GitLab for Jira app improve initial sync: Sync commits
Everyone can contribute. Help move this issue forward while earning points, leveling up and collecting rewards.
About
When a new group is connected to Jira, we sync some historical data per project in the group, but we do not sync historic commit data, documented here.
Technical problem
There are some known N+1 performance problems in the Atlassian::JiraConnect::Serializers::CommitEntity, which is that for every commit we serialize to sync with Jira, we perform multiple additional Gitaly calls.
There are some outstanding issues to introduce new Gitaly RPC methods that we could use to get certain data from Gitaly in a single call, rather than a call per commit:
- Gitaly: Add batch version of CommitStats RPC (gitaly#3375)
- Gitaly: Add support for multiple commits (batch... (gitaly#3374)

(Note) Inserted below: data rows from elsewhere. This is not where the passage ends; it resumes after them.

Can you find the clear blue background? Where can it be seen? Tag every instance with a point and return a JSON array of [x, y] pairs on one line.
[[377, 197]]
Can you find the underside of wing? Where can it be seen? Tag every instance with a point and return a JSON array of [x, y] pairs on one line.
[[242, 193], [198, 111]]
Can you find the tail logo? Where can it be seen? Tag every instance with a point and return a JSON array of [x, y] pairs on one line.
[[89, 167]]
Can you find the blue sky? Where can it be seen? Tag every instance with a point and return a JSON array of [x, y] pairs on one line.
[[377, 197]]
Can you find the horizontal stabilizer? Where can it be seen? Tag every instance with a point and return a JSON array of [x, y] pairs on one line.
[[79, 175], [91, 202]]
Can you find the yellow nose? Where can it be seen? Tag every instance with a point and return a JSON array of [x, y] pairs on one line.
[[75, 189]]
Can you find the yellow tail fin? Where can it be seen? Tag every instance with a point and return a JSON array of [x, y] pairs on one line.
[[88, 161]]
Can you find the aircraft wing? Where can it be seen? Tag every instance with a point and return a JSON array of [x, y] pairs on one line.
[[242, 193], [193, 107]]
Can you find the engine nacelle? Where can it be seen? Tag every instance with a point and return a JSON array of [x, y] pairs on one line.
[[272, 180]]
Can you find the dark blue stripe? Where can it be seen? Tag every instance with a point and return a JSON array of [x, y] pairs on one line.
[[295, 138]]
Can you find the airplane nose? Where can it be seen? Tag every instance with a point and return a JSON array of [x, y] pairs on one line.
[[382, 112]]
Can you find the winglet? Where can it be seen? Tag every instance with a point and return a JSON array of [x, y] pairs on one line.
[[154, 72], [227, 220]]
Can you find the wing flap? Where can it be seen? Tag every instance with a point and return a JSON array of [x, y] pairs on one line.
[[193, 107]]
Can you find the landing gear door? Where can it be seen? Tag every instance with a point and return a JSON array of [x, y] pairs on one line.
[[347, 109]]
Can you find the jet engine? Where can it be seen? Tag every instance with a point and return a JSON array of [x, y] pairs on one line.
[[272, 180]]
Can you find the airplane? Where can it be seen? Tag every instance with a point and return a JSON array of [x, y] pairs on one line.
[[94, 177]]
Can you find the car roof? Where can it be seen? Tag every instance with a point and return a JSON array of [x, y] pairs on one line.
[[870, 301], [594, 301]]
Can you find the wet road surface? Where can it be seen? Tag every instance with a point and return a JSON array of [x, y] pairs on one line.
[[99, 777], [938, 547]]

Those N+1 performance problems are currently marked as blockers for this issue.
Proposal
Although the Gitaly RPC issues are marked as blockers, we could possibly make unperformant N+1 calls to Gitaly if we limit the number of commits we sync, for example only the latest 400 commits made to the repository.
This would work if:
- Limiting the initial sync of data to the latest
400commits would still be useful for our customers. - Making up to ~1,200 Gitaly calls per project that we sync in a group was okay for Category:Gitaly. We sync all projects in a group, but we process 1 project per minute. This would mean we would make up to an additional ~1,200 Gitaly calls per minute.